Erlernte Hilflosigkeit bezeichnet das negative Gefühl der Machtlosigkeit und des Kontrollverlusts. Zusätzlich glauben die Betroffenen, die alleinige Verantwortung für den Zustand der Hilflosigkeit zu tragen. Es handelt sich hierbei um eine psychologische Störung, die nicht die Realität abbildet.

Diese führt dazu, dass Menschen grundsätzlich glauben, nichts ausrichten zu können: Nicht nur in Situationen tatsächlicher Hilflosigkeit, sondern darüber hinaus. Sie entwickeln ein lethargisches Verhalten bis hin zur Depression.

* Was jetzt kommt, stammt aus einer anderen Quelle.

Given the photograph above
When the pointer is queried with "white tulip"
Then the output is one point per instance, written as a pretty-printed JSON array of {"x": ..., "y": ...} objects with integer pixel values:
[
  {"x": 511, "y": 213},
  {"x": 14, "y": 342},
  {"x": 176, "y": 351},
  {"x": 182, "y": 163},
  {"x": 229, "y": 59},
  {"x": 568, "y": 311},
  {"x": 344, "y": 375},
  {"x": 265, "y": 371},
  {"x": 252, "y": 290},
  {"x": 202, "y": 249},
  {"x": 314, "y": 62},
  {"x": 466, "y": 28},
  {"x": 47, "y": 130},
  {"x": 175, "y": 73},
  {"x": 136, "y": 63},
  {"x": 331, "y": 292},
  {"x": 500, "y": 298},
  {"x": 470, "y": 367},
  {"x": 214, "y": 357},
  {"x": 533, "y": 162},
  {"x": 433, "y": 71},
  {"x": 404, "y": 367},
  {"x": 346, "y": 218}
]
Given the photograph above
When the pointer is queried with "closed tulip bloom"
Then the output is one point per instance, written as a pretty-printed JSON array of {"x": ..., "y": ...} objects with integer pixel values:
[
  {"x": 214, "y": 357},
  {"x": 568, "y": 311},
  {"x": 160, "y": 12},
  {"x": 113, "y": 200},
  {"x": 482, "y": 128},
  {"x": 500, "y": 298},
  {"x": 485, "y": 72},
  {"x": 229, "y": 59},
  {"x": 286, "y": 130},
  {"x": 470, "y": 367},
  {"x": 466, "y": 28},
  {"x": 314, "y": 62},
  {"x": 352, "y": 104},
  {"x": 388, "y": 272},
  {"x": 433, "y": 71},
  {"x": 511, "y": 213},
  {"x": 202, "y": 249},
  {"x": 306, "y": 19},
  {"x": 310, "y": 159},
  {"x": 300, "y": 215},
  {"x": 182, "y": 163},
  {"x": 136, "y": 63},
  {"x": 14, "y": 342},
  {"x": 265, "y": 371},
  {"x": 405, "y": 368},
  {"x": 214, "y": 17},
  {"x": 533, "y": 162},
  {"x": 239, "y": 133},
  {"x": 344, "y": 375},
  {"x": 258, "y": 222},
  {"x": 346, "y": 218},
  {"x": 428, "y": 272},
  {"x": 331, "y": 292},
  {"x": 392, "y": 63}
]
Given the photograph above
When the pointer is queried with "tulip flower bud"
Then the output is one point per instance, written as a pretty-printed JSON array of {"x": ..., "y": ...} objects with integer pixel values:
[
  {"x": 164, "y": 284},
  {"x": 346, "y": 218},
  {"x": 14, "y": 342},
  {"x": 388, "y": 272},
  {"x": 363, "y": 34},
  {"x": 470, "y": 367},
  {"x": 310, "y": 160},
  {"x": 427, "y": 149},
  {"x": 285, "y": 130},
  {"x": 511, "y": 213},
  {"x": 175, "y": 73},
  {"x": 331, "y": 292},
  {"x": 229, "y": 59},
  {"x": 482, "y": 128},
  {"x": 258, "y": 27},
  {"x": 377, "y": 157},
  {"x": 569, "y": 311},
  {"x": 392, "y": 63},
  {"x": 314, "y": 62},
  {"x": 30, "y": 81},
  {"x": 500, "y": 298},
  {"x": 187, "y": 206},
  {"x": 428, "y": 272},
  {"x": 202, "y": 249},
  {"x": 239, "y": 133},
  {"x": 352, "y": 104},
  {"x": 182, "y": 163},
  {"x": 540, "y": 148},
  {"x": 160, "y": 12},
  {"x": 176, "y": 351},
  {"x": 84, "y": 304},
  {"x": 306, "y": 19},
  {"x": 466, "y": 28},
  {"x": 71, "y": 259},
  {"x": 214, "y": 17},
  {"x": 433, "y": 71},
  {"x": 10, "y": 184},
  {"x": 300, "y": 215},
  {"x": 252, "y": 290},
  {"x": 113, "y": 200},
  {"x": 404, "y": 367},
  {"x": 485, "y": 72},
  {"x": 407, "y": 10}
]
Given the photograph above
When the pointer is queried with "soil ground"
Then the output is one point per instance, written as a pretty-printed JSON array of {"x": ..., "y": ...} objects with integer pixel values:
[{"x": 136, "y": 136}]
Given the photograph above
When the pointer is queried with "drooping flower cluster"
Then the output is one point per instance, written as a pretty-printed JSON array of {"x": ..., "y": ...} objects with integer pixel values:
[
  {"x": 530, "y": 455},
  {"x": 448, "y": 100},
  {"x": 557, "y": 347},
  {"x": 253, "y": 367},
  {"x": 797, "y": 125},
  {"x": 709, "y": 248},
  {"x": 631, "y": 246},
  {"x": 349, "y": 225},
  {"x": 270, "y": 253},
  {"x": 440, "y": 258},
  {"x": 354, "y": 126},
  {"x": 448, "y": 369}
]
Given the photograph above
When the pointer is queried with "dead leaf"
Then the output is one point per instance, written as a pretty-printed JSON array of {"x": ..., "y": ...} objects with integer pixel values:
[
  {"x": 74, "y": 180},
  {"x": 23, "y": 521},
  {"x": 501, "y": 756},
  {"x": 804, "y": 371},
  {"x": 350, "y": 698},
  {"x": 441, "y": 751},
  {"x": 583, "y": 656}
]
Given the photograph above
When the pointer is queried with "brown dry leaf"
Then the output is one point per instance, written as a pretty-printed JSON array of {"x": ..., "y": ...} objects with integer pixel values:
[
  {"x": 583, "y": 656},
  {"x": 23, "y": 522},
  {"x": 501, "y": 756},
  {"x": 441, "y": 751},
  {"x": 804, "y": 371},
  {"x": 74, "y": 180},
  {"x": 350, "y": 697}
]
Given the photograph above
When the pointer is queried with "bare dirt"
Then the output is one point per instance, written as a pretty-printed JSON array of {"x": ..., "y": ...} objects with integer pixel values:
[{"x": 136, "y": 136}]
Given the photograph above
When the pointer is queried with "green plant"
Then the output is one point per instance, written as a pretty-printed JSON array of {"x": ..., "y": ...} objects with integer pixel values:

Erlernte Hilflosigkeit Beispiel

Fast jeder Mensch kennt Bereiche, in denen er oder sie nicht so gut ist. Oft führen verinnerlichte Glaubenssätze dazu, dass viele nach einmaligem Scheitern keinen zweiten Versuch unternehmen. Meist muss mangelndes Talent als Grund herhalten:

  • Ich habe null Orientierungssinn – in fremden Orten bin ich vollkommen aufgeschmissen.
  • Rechnen ist mir schon zu Schulzeiten schwergefallen, ich kann einfach nicht logisch denken.
  • Ich bin total unsportlich, schon in der Schule hatte ich immer eine 4 in Sport.

Die Betroffenen sehen gar nicht, dass es in vielen Fällen beileibe nicht Talent, sondern harte Arbeit ist. Der Klassenprimus ist nicht der Beste, weil ihm alles in den Schoß fällt, sondern weil er für die Klausuren regelmäßig lernt. Menschen mit gutem Orientierungssinn prägen sich auffällige Stellen an fremden Orten ein, um sich zurechtzufinden. Und spielerisches Training hat schon aus so manchem Sportmuffel ein Ass gemacht – jedenfalls in einigen Disziplinen.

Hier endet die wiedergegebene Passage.